Pförtner Habib Naji hörte die Schreie und entdeckte das Baby, das bei bitterer Kälte in einem Koffer lag. Die Kripo fahndet nach der Mutter.

St. Pauli. Die Geräusche schienen aus dem Fernseher zu kommen. Oder als Klingelton aus irgendeinem Handy. Erst sehr viel später kam Habib Naji, Pförtner im Congress Center Hamburg (CCH), darauf, dass das zaghafte Wimmern aus diesem Koffer kam, der seit einer Stunde in einem Hinterzimmer lag. Als er ihn öffnete, fand er darin einen erst einen Tag alten Säugling. Irgendjemand hatte das Gepäckstück am frühen Dienstagabend vor dem Lieferanteneingang des CCH an der Tiergartenstrafle abgestellt. Das Mädchen lebt, die Kripo fahndet nach seiner Mutter.

Zuvor sei ein Mann, "so um die 40 Jahre und gepflegt", in das Pförtnerhäuschen gekommen und habe gesagt, dass "da draußen" ein Koffer stehe, sagt Habib Naji. Er habe daraufhin einen Mitarbeiter herausgeschickt, den Koffer zu holen. "Den fasse ich nicht an", sagte dieser. In Zeiten von Terrorwarnungen sorgen "herrenlose Koffer" für großes Misstrauen. Möglicherweise befindet sich ja Sprengstoff darin. Und ein Elektriker weigerte sich, den Koffer auch nur zu berühren. "Ich habe eine Tochter", entgegnete dieser.

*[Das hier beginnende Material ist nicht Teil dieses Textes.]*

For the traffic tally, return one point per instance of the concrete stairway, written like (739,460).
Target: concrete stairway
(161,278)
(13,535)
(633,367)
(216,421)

Irgendwann fand sich ein dritter Mitarbeiter, der den schwarzen Trolley endlich in den Nebenraum der Pförtnerloge trug. Von einer Sprengstoffgefahr war dann erst mal keine Rede mehr. Möglicherweise würde sich der Besitzer ja melden. Eile bestand für Habib Naji jedenfalls nicht. Bis zu den Schreien des Mädchens. Vorsichtig öffnete Naji den Koffer. Das Neugeborene, das der Pförtner nun in den Händen hielt, hatte einen Strampler angezogen bekommen und eine Mütze. Es war in einen Schlafsack gehüllt. Nun endlich rief der CCH-Mitarbeiter die Feuerwehr. Als er auch noch die Polizei anrief, war diese bereits von den Rettern informiert worden und auf dem Weg.

Der Säugling kam daraufhin sofort in das Altonaer Kinderkrankenhaus. Dort stellten die Mediziner fest, dass es sich um ein einen Tag altes Baby handelte. Die Nabelschnur war durchtrennt worden, der Gesundheitszustand in Ordnung. "Es besteht keine Lebensgefahr", sagte ein Sprecher der Polizei.

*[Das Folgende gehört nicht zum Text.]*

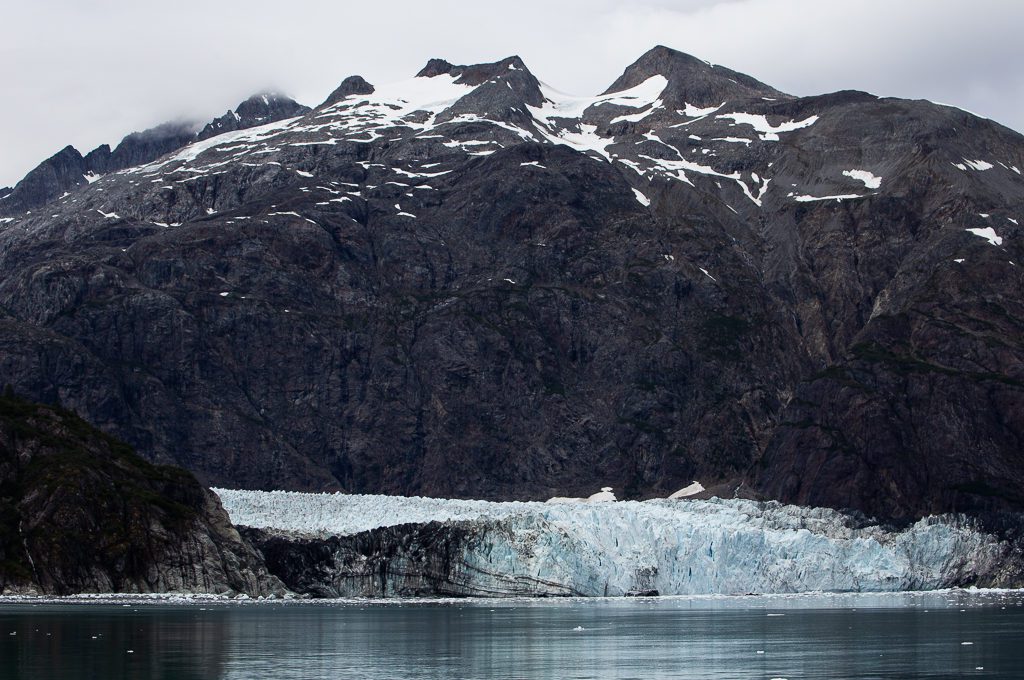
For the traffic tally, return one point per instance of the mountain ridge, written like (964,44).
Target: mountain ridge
(495,290)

Nun fahndet die Polizei nach der Mutter des Kindes. Noch am Abend hat die Mordkommission die Ermittlungen aufgenommen. Da die Gefahr für das Neugeborene, in der Kälte zu erfrieren, groß war, lautet der Verdacht der Beamten auf versuchte fahrlässige Tötung. Bislang ist auch noch unklar, welche Rolle der Passant, der laut Pförtner auf den Koffer aufmerksam gemacht hatte, in diesem Fall spielt. Mit einem Bluthund suchten Fahnder bis in die Nacht hinein nach Spuren.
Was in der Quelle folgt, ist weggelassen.